Editor-in-chief KOLLEEN CARNEY-HOEPFNEr

managing editor

chris pruitt

founding editor matthew guerrero

POETRY / Burning My Great-Great Grandmother’s Bones with Sam and Dean Winchester / Elizabeth Enochs

Photo by Gary Ellis on Unsplash

It started with mid-July chills 
items displaced 
a dancing porch swing on still days.  

By August she haunted my dreams, 
my baths, my commute; 
I started brewing coffee for two.  

In September, we ruined a wedding.  
In October, another —  
both brides barely legal  
and decades younger than their grooms.   

In November, she made me cancel all my dates with men.  
At Thanksgiving dinner, we spit in my uncle’s mashed potatoes when no one was looking.  
On Black Friday, we caught a man skulking around girls’ dressing rooms and broke his phone.   

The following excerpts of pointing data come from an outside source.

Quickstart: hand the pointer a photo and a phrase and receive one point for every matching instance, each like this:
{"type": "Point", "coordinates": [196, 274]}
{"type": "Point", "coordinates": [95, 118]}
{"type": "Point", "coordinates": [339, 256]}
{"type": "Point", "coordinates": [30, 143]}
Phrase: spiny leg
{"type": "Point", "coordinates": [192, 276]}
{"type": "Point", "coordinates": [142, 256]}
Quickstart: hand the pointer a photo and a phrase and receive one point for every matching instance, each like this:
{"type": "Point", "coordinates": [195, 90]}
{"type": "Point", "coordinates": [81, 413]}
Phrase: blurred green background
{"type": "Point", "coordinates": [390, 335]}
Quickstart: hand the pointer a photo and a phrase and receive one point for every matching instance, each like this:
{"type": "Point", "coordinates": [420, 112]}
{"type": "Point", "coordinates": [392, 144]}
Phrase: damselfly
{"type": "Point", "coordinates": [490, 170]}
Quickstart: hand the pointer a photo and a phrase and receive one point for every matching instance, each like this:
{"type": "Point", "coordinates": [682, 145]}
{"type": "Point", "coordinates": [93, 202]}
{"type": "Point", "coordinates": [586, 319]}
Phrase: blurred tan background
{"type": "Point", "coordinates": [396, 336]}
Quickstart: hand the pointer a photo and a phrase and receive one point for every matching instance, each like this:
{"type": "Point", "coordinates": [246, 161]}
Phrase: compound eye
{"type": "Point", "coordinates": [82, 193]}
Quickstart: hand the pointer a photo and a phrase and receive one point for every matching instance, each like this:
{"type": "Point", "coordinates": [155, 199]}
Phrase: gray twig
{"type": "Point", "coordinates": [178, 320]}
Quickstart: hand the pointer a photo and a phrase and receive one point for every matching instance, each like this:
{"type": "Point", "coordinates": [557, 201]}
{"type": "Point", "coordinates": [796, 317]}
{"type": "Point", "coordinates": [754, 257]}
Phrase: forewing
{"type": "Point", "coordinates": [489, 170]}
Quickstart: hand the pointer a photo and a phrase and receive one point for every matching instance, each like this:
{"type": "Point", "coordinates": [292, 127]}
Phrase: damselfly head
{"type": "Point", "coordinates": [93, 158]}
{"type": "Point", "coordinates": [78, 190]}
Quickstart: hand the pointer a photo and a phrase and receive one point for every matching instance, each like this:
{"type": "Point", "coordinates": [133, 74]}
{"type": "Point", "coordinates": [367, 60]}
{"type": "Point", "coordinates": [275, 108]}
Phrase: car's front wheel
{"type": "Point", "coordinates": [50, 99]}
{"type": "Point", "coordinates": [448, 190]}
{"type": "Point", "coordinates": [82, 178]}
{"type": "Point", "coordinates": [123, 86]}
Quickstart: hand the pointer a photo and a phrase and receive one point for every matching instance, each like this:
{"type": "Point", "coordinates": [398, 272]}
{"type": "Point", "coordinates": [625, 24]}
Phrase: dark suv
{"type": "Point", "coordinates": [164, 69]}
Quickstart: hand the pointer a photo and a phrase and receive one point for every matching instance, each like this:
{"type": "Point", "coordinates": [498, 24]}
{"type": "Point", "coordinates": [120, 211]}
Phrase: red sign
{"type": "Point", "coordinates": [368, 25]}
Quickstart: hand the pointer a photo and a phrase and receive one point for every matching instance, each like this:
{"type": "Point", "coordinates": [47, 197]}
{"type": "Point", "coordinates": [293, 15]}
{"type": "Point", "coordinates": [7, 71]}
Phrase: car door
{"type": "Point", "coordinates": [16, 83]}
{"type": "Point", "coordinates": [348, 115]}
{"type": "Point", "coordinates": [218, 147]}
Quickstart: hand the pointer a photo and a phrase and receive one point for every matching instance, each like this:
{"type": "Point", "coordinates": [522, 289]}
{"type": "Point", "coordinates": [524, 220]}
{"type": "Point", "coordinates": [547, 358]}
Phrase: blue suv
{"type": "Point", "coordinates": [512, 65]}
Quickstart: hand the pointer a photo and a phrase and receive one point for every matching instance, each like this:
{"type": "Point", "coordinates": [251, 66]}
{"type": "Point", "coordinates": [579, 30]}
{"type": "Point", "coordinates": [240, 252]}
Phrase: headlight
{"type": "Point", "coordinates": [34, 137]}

Now, it’s New Year’s Eve and we’re riding in the backseat of the Impala.  
Led Zeppelin IV and coffee smells consume the dark, and she’s gone quiet.  
As if she knows; as if she’s ready.  

In a little while, we’ll watch the boys dig as snow falls.  
We’ll watch them crack open her pine box,  
douse her bones with salt and kerosene.  
Sam will look sad and say something gracious;  
Dean will say he likes her style, but it’s time to ramble on.  
I’ll say I’m sorry a man made her a wife and mother before her thirteenth birthday,  
that I hope heaven is real because she deserves peace.   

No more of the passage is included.